I heard Peggy Noonan speak that line on a discussion panel some years ago, during the Clinton Administration, when “scorched earth” was the policy and when suddenly, it wasn’t enough to disagree with someone – you had to hate them, too.
Decent people may disagree and still be decent people.
I’m wondering if maybe that’s not a bumpersticker we need to see made.
I wonder if we’ve had enough scorched earth, yet.
I’m not talking about making nice-nice and smoothing over disagreements, pretending they aren’t there. I’m not even talking about allowing a writer to get away with foolishness when he or she is being plain foolish.
Heck, if we had to do that I could never write about Maureen Dowd again. And some lefty bloggers could never write about me, either! :-)
I admit, on this blog I have had some tart-ish times. And a time or two, in the throes of excitable passion, I have overdone it. I a hothead, and sometimes I just get rambunctious with the verbal slice-and-dice. :-)
But I happened to be driving my son somewhere tonight and when he took his CD out of the car, Mark Levin popped up on the radio, announcing the death of Johnny Cochran. And he was respectful and gentlemanly about it – saying that although he and Cochran were certainly in disagreement about many things, Cochran was a gentleman, himself, and a thoroughly decent human being whom he respected and liked personally.
My son said, “that was a classy thing for Levin to say. Do you suppose if President Bush were to die tomorrow, Imus or Stern would manage it?”
I don’t know. I don’t think the two deaths would be comparable, to begin with. I also don’t know if that question even matters. There is another question that does.
Why do we have to wait for someone to die before we can admit to their basic decency as a human being?
I remember reading lefty folks who hated Reagan (back after I moved right and stopped hating him, myself, finally coming – too late – to appreciate him) who said they kept champagne in their fridge waiting for the happy day when RWR would die. Even in death, many in the press couldn’t move beyond acknowledging that Reagan “was cheerful and optimistic” as president…and not much else.
Decent people may disagree and still be decent people.
We’ve really gotten away from that – I have too, I admit it. But it doesn’t behoove us to do so. It coarsens discourse. It inflates common differences of opinion into matters of urgent emotion when opinions are simply that: opinions.

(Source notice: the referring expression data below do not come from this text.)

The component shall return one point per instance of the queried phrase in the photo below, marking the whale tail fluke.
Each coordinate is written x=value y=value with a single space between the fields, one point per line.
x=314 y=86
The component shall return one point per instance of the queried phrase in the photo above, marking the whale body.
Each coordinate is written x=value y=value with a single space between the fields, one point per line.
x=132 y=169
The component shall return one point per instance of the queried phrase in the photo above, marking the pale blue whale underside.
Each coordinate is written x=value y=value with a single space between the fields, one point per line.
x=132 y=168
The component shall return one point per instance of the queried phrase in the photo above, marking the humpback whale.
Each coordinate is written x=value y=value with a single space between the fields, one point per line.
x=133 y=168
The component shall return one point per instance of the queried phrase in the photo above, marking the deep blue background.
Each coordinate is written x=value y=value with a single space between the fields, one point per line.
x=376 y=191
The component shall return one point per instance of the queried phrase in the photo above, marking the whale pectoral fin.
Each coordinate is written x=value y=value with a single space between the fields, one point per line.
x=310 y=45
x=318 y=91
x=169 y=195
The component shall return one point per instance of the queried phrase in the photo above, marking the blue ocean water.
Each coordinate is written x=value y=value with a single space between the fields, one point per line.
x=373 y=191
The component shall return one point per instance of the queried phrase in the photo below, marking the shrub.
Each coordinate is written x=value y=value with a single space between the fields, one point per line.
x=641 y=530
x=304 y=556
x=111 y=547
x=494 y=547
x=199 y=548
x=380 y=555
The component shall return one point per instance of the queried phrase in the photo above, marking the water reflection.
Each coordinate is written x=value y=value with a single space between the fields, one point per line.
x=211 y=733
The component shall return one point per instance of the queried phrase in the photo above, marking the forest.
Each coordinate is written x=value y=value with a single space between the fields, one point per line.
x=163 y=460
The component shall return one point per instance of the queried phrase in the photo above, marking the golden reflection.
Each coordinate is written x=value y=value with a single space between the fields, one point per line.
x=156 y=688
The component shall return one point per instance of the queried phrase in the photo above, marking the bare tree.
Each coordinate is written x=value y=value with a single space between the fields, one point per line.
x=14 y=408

Both sides do it. I have done it. You may or may not have done it. Maybe we should stop it, finally. I am going to try to scale back, myself, and try to separate the person I am writing about from their opinion. I do try to do that now, but I will try harder to do so.
Although their actions are something else again. Goofy actions are goofy actions. Crybaby whining is crybaby whining. Paranoic writing is paranoic. It’s fair game.
But opinions are something else, again. Mere opinions, given freely, the simple exchange of ideas, shouldn’t result in people consigning the other side to hell.